Before deploying in a multilingual environment:
- Confirm supported languages for each model you intend to use. Contact Amplifier for the current language support matrix.
- Verify that each model supports the languages in your deployment.
- Contact support@amplifierhealth.com before deploying in any multilingual context.
Warning
Submitting audio in an unsupported language can produce signal values without a quality warning. Always verify language compatibility for your target population before deploying in production.
Audio quality issue codes
When the API detects recording problems, it returns issue codes in audio_quality.issues. Results may still be returned alongside issues.
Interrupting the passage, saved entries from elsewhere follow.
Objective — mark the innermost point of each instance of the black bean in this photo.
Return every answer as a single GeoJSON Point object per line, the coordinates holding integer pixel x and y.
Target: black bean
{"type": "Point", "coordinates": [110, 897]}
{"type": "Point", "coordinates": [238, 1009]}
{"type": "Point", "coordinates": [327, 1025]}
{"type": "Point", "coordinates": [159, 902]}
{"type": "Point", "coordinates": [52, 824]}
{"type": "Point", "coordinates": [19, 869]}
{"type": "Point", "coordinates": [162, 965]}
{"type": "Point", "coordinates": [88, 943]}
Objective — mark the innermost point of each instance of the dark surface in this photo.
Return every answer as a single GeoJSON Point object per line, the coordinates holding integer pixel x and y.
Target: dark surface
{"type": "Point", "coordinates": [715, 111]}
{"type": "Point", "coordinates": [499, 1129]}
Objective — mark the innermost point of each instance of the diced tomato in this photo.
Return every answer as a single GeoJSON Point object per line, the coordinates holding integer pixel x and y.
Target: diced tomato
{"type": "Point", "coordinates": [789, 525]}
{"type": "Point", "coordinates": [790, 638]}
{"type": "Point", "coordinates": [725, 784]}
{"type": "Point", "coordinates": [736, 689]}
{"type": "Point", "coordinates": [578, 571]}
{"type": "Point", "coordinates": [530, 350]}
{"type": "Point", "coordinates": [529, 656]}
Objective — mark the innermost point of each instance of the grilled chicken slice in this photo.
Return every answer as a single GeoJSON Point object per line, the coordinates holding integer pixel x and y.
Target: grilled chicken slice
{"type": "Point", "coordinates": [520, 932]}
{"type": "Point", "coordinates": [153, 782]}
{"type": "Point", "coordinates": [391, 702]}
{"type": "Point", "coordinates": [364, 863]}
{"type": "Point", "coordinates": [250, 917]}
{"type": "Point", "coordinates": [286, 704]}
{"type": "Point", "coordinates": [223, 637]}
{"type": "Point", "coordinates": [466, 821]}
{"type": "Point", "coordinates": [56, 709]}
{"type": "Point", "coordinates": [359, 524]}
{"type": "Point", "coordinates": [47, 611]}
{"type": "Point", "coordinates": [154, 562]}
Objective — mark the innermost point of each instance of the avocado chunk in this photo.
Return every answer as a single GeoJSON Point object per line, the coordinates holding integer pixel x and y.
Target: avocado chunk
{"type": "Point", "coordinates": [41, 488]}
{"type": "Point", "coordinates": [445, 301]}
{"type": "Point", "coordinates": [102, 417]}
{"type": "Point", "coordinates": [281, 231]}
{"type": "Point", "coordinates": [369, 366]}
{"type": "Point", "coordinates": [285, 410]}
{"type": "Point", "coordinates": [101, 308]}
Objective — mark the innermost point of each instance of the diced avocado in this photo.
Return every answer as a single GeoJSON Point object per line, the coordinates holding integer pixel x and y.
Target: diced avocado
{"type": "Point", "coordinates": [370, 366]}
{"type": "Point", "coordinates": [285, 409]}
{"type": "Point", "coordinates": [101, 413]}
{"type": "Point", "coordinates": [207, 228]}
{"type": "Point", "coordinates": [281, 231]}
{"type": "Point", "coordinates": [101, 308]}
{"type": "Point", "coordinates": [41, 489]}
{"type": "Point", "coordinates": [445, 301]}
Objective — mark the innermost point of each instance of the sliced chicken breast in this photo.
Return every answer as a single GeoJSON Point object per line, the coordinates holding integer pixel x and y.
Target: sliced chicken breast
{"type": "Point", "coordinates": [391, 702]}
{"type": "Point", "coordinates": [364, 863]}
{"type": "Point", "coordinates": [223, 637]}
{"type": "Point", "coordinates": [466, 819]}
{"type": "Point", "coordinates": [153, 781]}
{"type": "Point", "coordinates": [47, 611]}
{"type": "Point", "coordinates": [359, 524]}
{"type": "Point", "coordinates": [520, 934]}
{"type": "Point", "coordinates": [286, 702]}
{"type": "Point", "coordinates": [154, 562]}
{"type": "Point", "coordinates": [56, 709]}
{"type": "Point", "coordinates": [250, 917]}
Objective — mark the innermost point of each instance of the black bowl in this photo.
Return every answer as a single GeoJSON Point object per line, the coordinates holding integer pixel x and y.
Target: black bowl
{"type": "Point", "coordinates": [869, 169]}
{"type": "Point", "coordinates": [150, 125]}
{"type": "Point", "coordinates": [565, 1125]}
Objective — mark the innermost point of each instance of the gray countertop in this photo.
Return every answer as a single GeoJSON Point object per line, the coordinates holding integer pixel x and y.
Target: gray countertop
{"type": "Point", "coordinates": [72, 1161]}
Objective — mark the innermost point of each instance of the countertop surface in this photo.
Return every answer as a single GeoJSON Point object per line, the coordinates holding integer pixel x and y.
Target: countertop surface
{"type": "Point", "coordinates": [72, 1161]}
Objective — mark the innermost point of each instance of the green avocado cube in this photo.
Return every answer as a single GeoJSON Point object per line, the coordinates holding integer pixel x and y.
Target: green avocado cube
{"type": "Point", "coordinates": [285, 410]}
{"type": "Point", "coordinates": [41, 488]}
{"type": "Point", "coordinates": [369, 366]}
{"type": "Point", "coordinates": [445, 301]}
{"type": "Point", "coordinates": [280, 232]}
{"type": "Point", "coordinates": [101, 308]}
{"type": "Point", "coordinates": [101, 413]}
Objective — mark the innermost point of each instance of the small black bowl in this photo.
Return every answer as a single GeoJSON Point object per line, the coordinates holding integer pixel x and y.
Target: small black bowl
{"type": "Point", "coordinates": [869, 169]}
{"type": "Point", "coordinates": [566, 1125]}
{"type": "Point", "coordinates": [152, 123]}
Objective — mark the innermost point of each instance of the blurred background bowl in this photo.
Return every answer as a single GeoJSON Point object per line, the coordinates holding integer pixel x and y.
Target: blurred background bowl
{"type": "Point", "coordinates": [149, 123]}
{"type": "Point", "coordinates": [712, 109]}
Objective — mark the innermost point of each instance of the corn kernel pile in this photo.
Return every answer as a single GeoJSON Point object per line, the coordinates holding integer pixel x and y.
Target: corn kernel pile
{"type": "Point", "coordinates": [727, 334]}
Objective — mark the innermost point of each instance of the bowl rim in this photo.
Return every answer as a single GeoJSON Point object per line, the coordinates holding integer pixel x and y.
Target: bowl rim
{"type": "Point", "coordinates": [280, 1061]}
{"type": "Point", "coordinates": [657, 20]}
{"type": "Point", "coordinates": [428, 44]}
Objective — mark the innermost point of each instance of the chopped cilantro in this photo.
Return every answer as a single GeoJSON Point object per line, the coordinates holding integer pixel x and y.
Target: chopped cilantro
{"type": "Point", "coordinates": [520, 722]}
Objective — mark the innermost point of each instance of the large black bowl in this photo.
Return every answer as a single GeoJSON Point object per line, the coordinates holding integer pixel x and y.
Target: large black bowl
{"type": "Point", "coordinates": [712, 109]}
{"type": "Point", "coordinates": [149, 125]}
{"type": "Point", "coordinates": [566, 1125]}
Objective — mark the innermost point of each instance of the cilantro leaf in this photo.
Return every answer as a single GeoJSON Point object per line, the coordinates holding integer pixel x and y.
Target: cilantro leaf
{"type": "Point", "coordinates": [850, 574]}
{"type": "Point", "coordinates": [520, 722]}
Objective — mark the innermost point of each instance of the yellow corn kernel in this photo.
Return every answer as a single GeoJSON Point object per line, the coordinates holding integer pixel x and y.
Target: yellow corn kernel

Use the issue codes to decide whether to use the result or re-record.
| Code | Effect on results | Recommended action |
|---|---|---|
poor_voice_quality | Recording may be below optimal for analysis | Re-record in a quieter environment with a better microphone |
insufficient_speech | Limited speech detected; more continuous speech may improve results | Re-record with more active continuous speech; eliminate long pauses |
high_background_noise | Background noise may affect analysis quality | Re-record in a quieter space or with a closer microphone |
invalid_speaker | No clear single-speaker human speech detected | Verify the recording contains the intended speaker's voice |
When issues contains invalid_speaker, request a new recording before routing on the result. See Interpreting Results for guidance on how to handle quality conditions in your routing logic.